As regards your specific example, this could be explained if the camcorder was off during the EMP and only used afterward, and the solenoid on the bus was operating during it, and was sensitive to field disturbance which damaged it.

More practically, many common devices, even when not in use, employ backup batteries to maintain things like memory, time and date, EEPROM settings, etc. Just as you might damage these things by subjecting them to static discharge (handling chips without having been grounded), an EMP is likely to produce the same problems.

I can’t see an EMP being produced by a storm, though.

What if it’s raining nukes (Hallelujah)?

A large EMP would probably “skip” some things. Any metal box is going to make a natural faraday cage and protect whatever is inside. Metal buildings make natural faraday cages too, much to the annoyance of people who try to use their cell phones inside one.

The power system is probably going to go down, especially if it’s in a large metro area and especially if it’s during the summer, since in most metro areas the power system is pretty close to being overloaded in the summer anyway. You are going to have devices all ove the system tripping, and power systems aren’t that robust (just look at how many minor glitches have thrown the northeast into a blackout over the past few decades). The power may be restored to many areas fairly quickly though. Hospitals and many other buildings are going to have backup power systems that will probably still work.
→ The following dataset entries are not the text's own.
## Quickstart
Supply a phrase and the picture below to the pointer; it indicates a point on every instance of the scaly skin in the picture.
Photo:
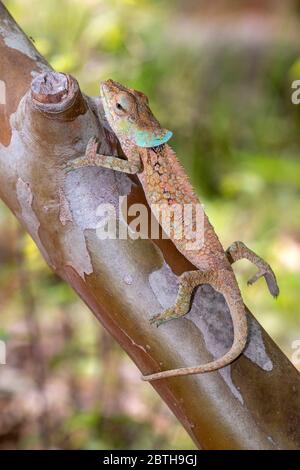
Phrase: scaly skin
(164, 180)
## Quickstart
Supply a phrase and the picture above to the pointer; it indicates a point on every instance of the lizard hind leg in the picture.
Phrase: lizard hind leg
(224, 282)
(238, 250)
(187, 283)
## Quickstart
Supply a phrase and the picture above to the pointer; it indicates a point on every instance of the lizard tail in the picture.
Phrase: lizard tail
(238, 315)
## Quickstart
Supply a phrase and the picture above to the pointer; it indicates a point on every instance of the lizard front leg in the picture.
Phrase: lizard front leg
(92, 158)
(187, 283)
(238, 250)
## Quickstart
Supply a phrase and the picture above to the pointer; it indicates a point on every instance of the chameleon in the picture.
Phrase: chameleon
(164, 180)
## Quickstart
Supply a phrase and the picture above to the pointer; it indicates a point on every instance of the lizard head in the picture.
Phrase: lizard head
(130, 117)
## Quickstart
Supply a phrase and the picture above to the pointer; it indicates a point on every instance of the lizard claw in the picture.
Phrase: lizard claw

A solenoid in a van is just a coil of wire with a piece of metal in the middle. I would think it would be one of the least likely components in a car or van to be damaged. The engine computer is much more sensitive to an EMP.

A camcorder is probably going to get fried, but if it was shielded by something at the time (like it was in a metal box) then it’s quite possible for it to have survived.

Automobile bodies are kind of like metal boxes, except they have holes in them. The metal will provide some shielding, but it’s not as good as having a true faraday cage. Some cars are going to be fried and some others won’t just because of the particular layout of metal in them, and their orientation with respect to the EMP.

Batteries are just little metal boxes with chemicals inside them. They aren’t affected by an EMP.

This is not true. An EMP is going to cause large voltages to be induced on conductors in equipment, regardless of whether the equipment is turned on or off at the time. These large voltages are very damaging, especially to semiconductors like computer chips, and computer chips are in darn near everything these days.